As Over the Moon attempts to follow multiple characters, some get lost in the shuffle. Fei Fei is a likeable lead and Chang’e is given plenty of complexity. Fei Fei’s future step-brother Chin sets off on his own side plot, but he’s not given much to do outside of a fun table tennis game. Even the bunny gets his own subplot, time that could have been better spent on other aspects of the story. The funny moments provide a few chuckles (mainly via Gobi), but don’t hit the big laughs. The emotions are there, but don’t leave the impact one expects. The themes on loss are nicely implemented, though. There’s surprisingly not much to the story and even feels like it’s wrapping up at around the hour mark, but there is still about thirty minutes left to tell.

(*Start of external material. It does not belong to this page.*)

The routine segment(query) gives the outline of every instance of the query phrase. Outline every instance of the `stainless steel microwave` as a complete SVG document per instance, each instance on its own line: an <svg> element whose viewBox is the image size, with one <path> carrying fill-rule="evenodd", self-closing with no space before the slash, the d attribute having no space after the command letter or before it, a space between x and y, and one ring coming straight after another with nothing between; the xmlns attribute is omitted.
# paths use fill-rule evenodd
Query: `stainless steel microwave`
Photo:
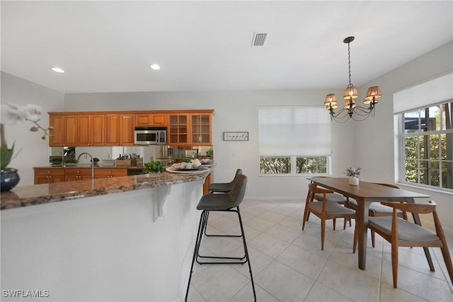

Over the Moon has its charms and the passion of the artists is all throughout the finished film. Glen Keane, an important figure in the ‘90s Disney Renaissance, is able to translate his style to computer animation and create a beautiful looking film. There’s a nice and important message that will probably resonant with a number of children and it’s good to see the film celebrate both Chinese culture and the sciences. The story just needed some extra fine-tuning and Over the Moon also struggles with wanting to balance the emotional aspects with the more childish elements. The final result is acceptable enough viewing, though, and Keane’s directing career holds a lot of promise.